Use --update when you intentionally changed an existing manifest:

uv run multiverse register-dataset --slug hello_pbmc --update

Reference: `dataset.yaml` Fields¶

Field	Required	Meaning	Example
`name`	Yes	Human-readable dataset name.	`PBMC Multiome RNA+ATAC`
`omics`	Yes	Modalities available in the dataset.	`["rna", "atac"]`
`raw_files`	Conditional	Mapping from modality to raw file path relative to the dataset folder.
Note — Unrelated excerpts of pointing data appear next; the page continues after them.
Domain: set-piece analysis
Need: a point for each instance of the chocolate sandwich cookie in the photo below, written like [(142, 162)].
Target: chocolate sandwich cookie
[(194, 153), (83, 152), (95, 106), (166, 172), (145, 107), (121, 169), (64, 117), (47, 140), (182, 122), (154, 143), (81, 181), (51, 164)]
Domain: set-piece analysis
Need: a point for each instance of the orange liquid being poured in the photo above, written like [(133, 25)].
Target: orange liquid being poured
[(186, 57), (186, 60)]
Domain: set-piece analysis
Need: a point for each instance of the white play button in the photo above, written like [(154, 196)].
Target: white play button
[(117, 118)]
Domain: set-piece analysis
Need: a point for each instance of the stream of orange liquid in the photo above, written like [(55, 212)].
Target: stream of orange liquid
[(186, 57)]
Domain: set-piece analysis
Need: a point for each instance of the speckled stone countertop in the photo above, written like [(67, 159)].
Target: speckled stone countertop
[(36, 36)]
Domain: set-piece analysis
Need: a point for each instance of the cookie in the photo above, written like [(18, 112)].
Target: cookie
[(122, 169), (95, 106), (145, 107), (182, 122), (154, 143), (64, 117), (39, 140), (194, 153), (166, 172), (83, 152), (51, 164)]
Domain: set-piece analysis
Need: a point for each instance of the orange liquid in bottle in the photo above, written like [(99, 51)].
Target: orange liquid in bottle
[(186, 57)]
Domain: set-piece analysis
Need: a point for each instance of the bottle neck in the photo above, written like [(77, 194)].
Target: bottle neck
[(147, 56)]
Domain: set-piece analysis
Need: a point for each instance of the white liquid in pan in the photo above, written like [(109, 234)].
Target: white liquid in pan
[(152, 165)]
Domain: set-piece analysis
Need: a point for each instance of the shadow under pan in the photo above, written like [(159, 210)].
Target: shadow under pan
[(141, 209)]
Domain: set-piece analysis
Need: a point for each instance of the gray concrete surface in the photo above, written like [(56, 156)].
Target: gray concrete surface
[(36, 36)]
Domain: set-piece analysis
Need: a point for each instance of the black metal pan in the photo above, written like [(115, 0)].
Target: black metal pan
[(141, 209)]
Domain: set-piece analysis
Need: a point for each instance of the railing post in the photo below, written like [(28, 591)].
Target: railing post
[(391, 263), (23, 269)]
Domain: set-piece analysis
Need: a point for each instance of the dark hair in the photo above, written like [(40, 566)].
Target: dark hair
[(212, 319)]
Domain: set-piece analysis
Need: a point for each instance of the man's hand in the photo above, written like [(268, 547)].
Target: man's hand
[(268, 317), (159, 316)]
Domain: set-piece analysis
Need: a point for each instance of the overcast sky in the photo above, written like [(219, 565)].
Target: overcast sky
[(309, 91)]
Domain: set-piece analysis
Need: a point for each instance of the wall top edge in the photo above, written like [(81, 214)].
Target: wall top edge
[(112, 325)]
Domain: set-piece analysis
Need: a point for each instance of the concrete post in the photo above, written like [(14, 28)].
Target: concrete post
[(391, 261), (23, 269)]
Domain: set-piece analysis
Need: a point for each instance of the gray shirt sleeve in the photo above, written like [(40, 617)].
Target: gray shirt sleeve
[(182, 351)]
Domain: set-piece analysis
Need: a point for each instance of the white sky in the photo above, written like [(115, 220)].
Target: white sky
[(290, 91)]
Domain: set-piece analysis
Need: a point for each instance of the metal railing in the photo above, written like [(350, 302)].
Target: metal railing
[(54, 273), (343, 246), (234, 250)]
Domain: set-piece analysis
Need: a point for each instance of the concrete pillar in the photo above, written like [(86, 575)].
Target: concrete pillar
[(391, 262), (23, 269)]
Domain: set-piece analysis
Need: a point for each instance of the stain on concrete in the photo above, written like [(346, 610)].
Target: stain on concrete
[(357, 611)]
Required for raw ingestion; omit when using `processed_path`.	`rna: "data/rna.h5ad"`
`processed_path`	Conditional	Path (relative to the dataset folder) to an already-processed `.h5mu`/`.h5ad`. Required for processed registration; omit when using `raw_files`.	`data/processed.h5mu`
`metadata_keys.batch`	Recommended	`.obs` column used for batch-correction metrics.	`donor_id`
`metadata_keys.cell_type`	Optional	`.obs` column used for supervised bio-conservation metrics.	`cell_type`

Explanation: Why Metadata Keys Matter¶

The same embedding can look good or bad depending on the biological question. batch_key tells multiverse which technical or donor grouping should be mixed. cell_type_key tells multiverse which biological labels should be preserved.

flowchart TD
    A[Prepared AnnData or MuData] --> B[batch_key]
    A --> C[cell_type_key]
    B --> D[Batch-correction metrics]
    C --> E[Bio-conservation metrics]
    D --> F[Comparison report]
    E --> F

Common Errors¶

Symptom	Likely cause	What to do
Dataset does not appear after registration	Registry view is cached.	Click Refresh Registry.
Registration fails with missing file	`raw_files` path is wrong.	Make paths relative to `store/datasets/<slug>/`.
Batch metrics are skipped	Batch column missing or has one value.	Check `adata.obs[batch_key].value_counts()` in Jupyter.
Label metrics are skipped	`cell_type_key` missing or misspelled.	Confirm the column name exactly matches `.obs`.
A model is incompatible	Dataset modalities do not match model requirements.	Choose a compatible model in Configure.

How to Cite Registered Data¶

For publications, archive the dataset.yaml file with the notebook that produced the .h5ad or .h5mu. In Methods, report the matrix state, filtering, normalization, batch key, and cell-type key.